Abriss Besuchstag 7 bis 9

 

Die alte Stechuhr für die Mitarbeiter, Teile der alten Zapfanlageudn eine alte Backelitsteckdose für Radio und evtl nochw as anderes waren die Entdeckungen an diesen Tagen.

 

Ein kurzen Einblick gab es auch in eine kleinen Abstellraum mit alten Farben und Leimtöpfen, in dessen Nähe sich wohl auch Holzmodelle befunden haben sollen.

Leider habe ich nicht mehr Aufnahmen davon.

 

 

 

Abriss Besuchstag 9 und 10

 

Wintereinbruch mit starker Kälte liessen die Abbrucharbeiten aber nicht stoppen.

 

 

 

Das Biest

 

Hierbei handelt es sich um einen Hitachi KMC 600 Longfront mit 80 Tonnen Gesamtgewicht mit dem langen Arm, wie ich durch ein kurzes Gespräch mit dem Baggerfahrer erfahren habe.

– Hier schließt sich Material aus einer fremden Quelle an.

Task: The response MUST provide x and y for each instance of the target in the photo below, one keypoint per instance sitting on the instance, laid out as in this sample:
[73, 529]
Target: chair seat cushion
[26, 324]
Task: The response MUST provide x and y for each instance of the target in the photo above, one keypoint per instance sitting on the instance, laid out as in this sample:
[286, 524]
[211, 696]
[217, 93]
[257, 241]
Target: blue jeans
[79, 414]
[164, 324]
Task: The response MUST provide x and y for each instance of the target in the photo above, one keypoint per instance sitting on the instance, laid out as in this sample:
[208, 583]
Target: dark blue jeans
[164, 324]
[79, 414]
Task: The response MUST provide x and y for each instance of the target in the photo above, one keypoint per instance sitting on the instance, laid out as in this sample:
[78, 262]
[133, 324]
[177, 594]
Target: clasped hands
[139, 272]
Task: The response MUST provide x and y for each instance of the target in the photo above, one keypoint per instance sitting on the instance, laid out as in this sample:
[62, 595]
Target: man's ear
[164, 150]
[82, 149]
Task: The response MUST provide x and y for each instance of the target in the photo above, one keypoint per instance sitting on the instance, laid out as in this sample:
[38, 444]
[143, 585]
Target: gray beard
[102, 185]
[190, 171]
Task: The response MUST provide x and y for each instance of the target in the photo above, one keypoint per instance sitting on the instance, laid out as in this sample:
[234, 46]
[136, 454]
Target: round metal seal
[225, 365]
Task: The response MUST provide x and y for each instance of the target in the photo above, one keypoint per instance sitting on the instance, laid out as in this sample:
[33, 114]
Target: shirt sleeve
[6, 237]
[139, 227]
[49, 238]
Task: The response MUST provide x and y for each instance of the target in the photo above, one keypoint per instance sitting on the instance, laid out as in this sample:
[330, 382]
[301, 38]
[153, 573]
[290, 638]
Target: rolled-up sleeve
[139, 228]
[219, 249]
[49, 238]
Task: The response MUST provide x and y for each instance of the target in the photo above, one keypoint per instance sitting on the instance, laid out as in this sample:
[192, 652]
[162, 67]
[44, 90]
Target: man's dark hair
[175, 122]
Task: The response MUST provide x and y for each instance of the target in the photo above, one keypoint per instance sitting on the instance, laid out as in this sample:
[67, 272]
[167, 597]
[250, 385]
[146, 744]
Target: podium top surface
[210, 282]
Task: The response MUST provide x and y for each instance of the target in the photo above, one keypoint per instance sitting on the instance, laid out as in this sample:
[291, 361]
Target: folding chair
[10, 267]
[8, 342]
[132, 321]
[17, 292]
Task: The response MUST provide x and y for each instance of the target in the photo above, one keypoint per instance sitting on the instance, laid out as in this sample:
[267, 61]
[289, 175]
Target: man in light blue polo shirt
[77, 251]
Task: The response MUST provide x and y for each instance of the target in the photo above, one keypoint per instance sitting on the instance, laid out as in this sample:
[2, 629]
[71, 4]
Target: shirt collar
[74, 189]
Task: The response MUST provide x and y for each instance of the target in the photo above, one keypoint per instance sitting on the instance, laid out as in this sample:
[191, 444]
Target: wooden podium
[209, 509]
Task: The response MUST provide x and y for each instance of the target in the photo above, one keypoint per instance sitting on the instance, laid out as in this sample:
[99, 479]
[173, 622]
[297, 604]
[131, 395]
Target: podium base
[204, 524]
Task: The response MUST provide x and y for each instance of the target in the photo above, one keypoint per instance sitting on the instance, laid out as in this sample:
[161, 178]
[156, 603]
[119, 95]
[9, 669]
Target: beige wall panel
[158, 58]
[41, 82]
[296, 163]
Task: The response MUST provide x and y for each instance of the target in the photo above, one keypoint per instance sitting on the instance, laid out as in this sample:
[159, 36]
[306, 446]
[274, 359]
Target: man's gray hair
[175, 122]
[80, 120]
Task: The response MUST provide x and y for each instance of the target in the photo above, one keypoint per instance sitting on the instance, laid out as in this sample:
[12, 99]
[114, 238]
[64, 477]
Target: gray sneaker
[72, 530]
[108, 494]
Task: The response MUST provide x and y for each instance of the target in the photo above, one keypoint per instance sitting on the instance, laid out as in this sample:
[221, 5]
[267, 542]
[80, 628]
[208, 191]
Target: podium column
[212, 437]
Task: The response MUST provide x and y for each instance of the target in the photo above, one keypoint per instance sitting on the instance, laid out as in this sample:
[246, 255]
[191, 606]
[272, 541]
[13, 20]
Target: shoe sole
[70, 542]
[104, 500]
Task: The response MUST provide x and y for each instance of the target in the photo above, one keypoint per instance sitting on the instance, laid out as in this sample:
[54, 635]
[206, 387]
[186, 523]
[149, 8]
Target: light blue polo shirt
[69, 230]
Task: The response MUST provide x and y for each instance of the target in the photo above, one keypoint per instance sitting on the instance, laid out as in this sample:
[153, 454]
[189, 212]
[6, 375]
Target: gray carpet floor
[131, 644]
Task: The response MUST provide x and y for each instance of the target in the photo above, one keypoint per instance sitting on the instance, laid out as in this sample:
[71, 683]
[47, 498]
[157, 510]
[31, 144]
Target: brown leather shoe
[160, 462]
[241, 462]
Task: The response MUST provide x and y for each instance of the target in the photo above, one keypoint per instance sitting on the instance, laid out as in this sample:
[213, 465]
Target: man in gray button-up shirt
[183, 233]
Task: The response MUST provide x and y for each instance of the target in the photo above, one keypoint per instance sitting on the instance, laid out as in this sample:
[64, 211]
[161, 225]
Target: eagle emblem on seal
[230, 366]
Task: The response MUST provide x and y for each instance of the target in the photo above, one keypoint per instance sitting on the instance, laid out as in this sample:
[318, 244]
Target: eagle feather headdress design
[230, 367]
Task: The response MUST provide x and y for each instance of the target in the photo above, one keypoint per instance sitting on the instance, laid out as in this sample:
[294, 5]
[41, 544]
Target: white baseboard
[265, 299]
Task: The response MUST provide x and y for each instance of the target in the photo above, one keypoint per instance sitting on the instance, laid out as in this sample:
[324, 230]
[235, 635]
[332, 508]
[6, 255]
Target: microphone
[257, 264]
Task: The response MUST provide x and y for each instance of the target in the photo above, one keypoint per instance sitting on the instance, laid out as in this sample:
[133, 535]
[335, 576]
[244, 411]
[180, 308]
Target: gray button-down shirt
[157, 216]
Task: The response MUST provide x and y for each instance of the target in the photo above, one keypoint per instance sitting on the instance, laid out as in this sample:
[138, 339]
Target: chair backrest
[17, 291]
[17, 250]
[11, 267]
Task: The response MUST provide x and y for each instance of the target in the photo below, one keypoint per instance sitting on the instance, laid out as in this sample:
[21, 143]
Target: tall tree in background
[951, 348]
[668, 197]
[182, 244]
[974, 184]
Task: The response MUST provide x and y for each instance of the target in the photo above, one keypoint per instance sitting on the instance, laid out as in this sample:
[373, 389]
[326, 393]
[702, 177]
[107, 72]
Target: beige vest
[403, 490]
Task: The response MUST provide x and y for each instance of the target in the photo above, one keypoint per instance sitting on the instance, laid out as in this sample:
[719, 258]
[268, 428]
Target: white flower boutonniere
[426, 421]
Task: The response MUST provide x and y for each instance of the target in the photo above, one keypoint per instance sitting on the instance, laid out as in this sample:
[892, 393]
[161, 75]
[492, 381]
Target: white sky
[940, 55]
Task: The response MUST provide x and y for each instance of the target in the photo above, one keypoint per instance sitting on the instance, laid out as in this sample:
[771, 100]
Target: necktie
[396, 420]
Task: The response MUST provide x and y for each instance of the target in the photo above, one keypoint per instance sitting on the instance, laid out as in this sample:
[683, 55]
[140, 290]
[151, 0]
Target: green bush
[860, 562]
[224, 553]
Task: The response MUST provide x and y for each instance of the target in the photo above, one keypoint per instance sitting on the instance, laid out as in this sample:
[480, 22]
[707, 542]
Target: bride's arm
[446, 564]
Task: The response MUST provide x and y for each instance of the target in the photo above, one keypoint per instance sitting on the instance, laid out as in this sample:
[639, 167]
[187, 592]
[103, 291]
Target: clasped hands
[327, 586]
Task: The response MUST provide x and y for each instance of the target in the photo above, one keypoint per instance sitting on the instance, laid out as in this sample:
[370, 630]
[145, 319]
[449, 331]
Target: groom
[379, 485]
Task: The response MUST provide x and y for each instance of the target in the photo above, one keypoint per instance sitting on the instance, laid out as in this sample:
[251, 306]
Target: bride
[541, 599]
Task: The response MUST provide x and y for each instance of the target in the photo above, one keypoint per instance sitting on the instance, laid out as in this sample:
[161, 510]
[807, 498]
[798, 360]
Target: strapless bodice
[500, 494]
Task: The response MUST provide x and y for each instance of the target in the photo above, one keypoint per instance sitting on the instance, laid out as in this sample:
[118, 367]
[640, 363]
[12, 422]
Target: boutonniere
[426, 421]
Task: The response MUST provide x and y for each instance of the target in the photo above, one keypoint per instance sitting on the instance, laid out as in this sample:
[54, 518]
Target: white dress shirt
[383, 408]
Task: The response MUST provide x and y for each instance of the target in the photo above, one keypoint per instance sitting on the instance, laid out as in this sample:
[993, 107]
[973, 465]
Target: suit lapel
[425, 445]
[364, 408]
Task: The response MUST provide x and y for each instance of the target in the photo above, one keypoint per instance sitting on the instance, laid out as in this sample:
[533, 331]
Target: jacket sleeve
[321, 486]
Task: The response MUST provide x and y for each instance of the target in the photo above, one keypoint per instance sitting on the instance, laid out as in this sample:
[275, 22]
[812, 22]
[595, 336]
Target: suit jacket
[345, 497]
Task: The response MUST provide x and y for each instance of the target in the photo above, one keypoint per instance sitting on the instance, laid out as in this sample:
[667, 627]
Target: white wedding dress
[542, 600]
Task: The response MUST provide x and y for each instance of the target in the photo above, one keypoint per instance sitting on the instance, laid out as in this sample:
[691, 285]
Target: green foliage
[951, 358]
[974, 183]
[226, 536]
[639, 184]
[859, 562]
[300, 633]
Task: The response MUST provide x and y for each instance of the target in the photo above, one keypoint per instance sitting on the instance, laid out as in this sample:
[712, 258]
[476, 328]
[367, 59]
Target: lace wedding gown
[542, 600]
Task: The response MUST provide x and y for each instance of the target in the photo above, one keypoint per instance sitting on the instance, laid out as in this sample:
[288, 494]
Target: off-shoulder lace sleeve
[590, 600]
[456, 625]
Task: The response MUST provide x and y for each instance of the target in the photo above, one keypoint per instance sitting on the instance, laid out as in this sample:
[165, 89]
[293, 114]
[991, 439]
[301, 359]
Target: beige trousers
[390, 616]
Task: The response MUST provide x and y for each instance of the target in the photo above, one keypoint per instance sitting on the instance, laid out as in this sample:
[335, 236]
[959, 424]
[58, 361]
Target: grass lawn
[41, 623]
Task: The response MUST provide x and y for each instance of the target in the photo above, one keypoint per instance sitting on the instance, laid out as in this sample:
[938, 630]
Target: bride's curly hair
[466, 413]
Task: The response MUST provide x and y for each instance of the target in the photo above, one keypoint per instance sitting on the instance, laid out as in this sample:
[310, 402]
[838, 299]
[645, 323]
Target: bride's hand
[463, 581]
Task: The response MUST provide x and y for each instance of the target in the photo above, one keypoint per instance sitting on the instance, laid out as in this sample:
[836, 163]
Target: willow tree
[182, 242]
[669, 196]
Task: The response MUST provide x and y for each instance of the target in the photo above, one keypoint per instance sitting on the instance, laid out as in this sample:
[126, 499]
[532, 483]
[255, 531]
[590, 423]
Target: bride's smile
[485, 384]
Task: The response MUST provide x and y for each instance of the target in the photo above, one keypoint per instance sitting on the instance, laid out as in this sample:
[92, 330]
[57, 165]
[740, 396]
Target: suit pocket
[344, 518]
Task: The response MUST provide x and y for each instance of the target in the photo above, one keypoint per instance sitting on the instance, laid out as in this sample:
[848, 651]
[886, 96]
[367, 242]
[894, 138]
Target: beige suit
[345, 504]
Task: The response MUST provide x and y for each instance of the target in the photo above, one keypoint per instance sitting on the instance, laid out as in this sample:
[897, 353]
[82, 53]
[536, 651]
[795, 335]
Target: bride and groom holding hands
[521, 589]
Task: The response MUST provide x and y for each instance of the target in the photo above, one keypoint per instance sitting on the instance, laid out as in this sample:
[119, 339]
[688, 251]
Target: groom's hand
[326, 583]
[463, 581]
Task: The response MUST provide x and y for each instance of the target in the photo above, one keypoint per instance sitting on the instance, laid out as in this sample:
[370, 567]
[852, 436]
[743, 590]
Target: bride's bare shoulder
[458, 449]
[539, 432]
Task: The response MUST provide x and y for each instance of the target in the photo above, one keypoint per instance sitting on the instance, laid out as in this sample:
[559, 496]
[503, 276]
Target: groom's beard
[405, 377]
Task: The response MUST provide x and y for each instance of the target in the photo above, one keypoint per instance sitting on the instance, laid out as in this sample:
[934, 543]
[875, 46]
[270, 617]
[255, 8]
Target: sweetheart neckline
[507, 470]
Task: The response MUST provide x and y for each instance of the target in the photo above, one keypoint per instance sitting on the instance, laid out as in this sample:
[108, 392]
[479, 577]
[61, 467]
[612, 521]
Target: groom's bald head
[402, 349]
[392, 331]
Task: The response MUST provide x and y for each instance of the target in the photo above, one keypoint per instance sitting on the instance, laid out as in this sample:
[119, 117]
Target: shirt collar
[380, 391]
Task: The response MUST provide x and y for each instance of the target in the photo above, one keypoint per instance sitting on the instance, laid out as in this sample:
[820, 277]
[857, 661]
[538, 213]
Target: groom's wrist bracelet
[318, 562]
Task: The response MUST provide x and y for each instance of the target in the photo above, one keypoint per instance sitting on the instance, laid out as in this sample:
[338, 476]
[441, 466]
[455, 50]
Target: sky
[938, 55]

Bis dato kannte ich nur den Liebherr 960 Demolution Longfront mit einem Gewicht von 79 Tonnen.

 

KMC bedeutet Multi Carrier also ein Bagger der verschiedene Ausleger benutzen kann.

Diese Maschinen sind schon Hightechsysteme mit Computern mit ner Menge Sensoren zb die das Kippen verhindern, Die Kanzel nach oben neigen etc.

Nicht zu vergleichen mit den Baggern die wir evtl aus unserer Kindheit kennen und auf denen wir als Kinder auf Baustellen gespielt haben 

 

http://www.kiesel.net/produkte/kiesel-systemloesungen/kiesel-multi-carrier.html

 

 

Vorstufe zum Finale

 

Das Biest im Einsatz und rund um den Turm wird das mehrstöckige Gebäude abgerissen, so das zum Schluss nur noch der Turm steht und ein Schotterbett als Rampe für den Bagger dient.

Zum Schluss kommt auch der kniffeligste Teil, den Turm abzureissen ohne das er zufällig in die falsche Richtung fällt.

 

 

 

Der Anfang vom Ende

 

Der Zufall wollte es das ich bei den ersten Schritten zum Abruch des Turmes vor Ort sein konnte.

Zeitmangel und Beginn der Mittagspause liessen es nur eien krze Fotostrecke werden.

 

 

Weg ist er der Turm

 

Letzte Detailaufnahmen aus dem Turm sowie eine Serie Zeitrafferfotos der "Abrissaction"  kennzeichnen diese letzte Set vom Abriss.

Evtl folgen später nochmal Fotos vom Gelände ohne Turm, aber hier endet erstmal die Chronologie des Abrisses.